Rotavirus spike protein VP5* binds α2β1 integrin on the cell surface and competes with virus for cell binding and infectivity

Abstract

Rotaviruses recognize several cell-surface molecules, including the α2β1 integrin, and the processes of rotavirus cell attachment and entry appear to be multifactorial. The VP5* subunit of the rotavirus spike protein VP4 contains the α2β1 ligand sequence Asp–Gly–Glu at residues 308–310. Binding to α2β1 and infectivity of monkey rotavirus strain RRV and human rotavirus strain Wa, but not porcine rotavirus strain CRW-8, are inhibited by peptides containing Asp–Gly–Glu. Asp308 and Gly309 are necessary for the binding of RRV VP5* (aa 248–474) to expressed I domain of the α2 integrin subunit. Here, the ability of RRV VP5* to bind cells and affect rotavirus–integrin interactions was determined. Interestingly, VP5* bound to cells at 4 and 37 °C, both via α2β1 and independently of this integrin.
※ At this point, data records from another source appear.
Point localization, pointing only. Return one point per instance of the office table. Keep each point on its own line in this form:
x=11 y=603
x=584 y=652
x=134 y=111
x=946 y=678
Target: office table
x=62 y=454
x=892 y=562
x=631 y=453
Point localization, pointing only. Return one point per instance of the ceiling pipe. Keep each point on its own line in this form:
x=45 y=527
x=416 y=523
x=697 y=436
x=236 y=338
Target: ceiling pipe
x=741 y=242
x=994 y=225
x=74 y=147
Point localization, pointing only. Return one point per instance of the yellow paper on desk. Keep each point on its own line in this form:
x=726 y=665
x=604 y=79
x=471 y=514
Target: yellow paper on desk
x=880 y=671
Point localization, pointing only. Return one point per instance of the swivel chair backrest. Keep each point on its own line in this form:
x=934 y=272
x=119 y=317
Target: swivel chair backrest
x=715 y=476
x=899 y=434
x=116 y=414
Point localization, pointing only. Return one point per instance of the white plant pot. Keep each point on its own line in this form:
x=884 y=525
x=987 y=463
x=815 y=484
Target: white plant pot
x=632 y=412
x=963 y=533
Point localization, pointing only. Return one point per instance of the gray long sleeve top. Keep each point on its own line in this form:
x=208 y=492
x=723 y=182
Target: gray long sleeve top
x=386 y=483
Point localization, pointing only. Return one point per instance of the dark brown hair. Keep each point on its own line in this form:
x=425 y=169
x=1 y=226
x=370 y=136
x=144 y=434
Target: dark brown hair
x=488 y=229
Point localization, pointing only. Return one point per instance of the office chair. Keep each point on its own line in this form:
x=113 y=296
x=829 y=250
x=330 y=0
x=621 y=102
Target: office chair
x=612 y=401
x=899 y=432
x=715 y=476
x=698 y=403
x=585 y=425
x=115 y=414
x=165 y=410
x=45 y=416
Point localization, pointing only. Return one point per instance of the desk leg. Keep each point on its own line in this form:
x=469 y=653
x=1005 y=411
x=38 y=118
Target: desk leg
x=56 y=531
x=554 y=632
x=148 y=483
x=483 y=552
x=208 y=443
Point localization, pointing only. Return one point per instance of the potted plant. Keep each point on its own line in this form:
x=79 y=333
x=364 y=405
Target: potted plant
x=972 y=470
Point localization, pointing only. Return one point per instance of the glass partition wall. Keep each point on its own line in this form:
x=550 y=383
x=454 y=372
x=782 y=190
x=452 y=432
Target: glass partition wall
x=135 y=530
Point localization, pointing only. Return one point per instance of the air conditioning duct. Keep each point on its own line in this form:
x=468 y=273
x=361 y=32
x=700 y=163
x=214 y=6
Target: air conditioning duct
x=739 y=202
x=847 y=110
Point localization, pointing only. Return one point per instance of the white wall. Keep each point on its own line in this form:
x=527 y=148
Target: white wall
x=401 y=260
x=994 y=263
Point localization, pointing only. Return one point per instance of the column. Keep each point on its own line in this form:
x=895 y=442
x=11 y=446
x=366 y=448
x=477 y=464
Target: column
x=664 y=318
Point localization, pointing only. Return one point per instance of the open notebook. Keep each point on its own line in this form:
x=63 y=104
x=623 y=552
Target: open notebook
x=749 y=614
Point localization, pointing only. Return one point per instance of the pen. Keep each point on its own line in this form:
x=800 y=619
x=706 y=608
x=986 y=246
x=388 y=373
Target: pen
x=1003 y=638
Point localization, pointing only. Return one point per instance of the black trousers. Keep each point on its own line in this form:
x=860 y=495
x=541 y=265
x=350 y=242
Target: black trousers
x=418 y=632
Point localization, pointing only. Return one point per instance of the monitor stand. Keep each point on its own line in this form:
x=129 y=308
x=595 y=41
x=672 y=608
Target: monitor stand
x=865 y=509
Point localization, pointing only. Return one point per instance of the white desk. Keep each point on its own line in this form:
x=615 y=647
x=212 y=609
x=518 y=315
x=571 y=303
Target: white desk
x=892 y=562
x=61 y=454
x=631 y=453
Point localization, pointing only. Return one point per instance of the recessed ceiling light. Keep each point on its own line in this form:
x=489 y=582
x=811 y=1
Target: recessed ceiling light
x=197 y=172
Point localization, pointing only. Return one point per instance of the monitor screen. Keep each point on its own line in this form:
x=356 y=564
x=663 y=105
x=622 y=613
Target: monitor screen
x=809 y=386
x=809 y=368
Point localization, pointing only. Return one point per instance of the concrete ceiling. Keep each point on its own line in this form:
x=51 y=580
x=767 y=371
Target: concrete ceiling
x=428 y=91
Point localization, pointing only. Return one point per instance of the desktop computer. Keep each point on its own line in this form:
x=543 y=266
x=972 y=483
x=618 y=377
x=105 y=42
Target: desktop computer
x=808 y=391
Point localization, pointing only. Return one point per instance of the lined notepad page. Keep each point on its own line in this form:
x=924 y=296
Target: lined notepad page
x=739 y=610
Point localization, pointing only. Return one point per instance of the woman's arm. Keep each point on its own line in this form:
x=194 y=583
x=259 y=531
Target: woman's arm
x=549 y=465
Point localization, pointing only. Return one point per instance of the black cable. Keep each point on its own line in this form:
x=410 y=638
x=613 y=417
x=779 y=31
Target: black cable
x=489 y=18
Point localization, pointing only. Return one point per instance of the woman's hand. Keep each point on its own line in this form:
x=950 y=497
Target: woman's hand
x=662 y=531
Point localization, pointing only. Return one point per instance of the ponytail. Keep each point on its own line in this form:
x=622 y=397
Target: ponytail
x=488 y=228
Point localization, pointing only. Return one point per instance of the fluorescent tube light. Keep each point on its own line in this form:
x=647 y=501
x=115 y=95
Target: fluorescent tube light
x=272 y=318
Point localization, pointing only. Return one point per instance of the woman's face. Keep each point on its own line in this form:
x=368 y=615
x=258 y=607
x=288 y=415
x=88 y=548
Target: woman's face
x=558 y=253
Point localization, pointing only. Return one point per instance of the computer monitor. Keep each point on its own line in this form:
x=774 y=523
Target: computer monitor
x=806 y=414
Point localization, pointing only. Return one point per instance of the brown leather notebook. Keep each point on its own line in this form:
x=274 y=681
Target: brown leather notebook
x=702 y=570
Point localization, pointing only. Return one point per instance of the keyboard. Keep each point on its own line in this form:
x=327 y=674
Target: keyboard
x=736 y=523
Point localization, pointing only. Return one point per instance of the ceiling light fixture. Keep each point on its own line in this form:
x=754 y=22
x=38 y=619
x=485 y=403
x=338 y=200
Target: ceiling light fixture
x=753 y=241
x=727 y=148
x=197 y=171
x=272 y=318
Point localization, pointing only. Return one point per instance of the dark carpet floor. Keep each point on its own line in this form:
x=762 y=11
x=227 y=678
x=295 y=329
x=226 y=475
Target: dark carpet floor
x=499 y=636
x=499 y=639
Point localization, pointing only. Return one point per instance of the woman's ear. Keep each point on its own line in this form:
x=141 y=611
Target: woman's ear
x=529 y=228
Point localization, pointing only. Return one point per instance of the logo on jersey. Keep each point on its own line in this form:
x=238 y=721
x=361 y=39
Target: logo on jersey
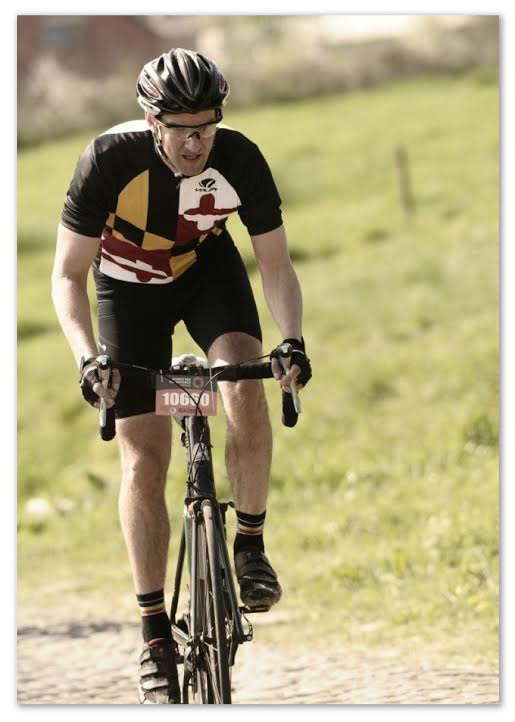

Prior VP5* binding at 37 °C eliminated RRV binding to cellular α2β1 and reduced RRV and Wa infectivity in MA104 cells by 38–46 %. VP5* binding did not affect the infectivity of CRW-8. VP5* binding at 4 °C did not affect permissive-cell infection by RRV, indicating an energy requirement for VP5* competition with virus for infectivity. Mutagenesis of VP5* Asp308 and Gly309 eliminated VP5* binding to α2β1 and the VP5* inhibition of rotavirus cell binding and infection, but not α2β1-independent cell binding by VP5*. These studies show for the first time that expressed VP5* binds cell-surface α2β1 using Asp308 and Gly309 and inhibits the infection of homologous and heterologous rotaviruses that use α2β1 as a receptor.